Sou uma pessoa sugestionável, e me lembrei de que, anos atrás, cheguei a comprar uma esteira, que hoje cumpre a função de cabide, de confessionário e de remédio para a memória: cada vez que olho para a esteira sinto-me culpado, lembro meus crimes e esboço um projeto de retomada de vida saudável. O problema é a sensação de perda de tempo, uma síndrome que trago da infância e da educação repressiva bastam dez minutos sem fazer nada "útil" e acho que meu dia se perdeu.

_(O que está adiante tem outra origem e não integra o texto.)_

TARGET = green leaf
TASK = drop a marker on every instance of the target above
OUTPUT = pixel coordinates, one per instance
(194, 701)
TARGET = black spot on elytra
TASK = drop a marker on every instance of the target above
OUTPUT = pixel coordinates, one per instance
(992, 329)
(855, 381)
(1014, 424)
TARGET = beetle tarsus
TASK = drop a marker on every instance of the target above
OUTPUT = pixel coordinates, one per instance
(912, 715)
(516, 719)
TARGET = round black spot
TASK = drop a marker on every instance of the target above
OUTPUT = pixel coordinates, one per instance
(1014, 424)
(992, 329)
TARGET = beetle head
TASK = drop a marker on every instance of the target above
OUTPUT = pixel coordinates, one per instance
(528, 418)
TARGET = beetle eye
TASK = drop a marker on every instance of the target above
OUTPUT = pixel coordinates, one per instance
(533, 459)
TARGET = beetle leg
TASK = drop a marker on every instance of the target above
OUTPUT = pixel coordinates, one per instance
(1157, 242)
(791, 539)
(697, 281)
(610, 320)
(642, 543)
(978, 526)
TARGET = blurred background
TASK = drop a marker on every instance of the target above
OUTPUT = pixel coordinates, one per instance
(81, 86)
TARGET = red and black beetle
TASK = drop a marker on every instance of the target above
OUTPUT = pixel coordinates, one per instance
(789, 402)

Sei perfeitamente o quanto essa obsessão é idiota, mas não consigo vencê-la. Vivo soterrado por esta metafísica utilitária, como se eu fosse gerente de uma fábrica alemã de produção de parafusos e não um escritor desempregado, cerveja à mão, feliz com os jogos do Atlético. No melhor estilo da "neurociência" de almanaque, que faz pesquisas sofisticadas para provar qualquer coisa que nos livre da responsabilidade pessoal ("a culpa não é minha, é do gene"; "não fui eu, foi o lado esquerdo do cérebro"; "diante do último pastel, eu só agi como um guepardo em situação semelhante"), busco motivos incontestáveis para não me mover.
Bem, nada como buscar bons exemplos na vida. O vizinho Christian Schwartz é hors concours, porque joga futebol toda semana (e até poderia ser o camisa 9 que o Atlético precisa manter no banco para uma emergência); ele não conta. Mas, vendo meu outro vizinho, Caetano Galindo, levar todos os dias o cachorro para passear enquanto lê Finnegans Wake no kindle, isso nestas calçadas caroçudas que destroem o tornozelo do cristão, por que não posso fazer o mesmo na esteira? Ler e andar! Shazam!
Tirei os objetos há anos apoiados na máquina encostada uma mochila velha, o álbum do Brasileirão de 2006 e duas pilhas de revistas regulei a velocidade para 4,2 km/h, escolhi um livro (Rei branco e rainha vermelha, de Daniel Johnson, um saboroso relato da relação entre a Guerra Fria e o jogo do xadrez), apertei o botão e comecei a desbravar o tempo em passadas regulares como um Dr. Livingstone das nuvens. É incrível, mas funciona! Fui virando as páginas: criado por budistas, o xadrez chegou à Pérsia e dominou o Islã; bem mais adiante, o jogo é a coqueluche de São Petersburgo e passa a ser um esporte "russo". Quando Lênin ganhou um tabuleiro de presente eu já havia andado mais de meia hora! Maravilha. Suado e feliz, continuo a leitura amanhã. Uma boa razão para caminhar: terminar o livro!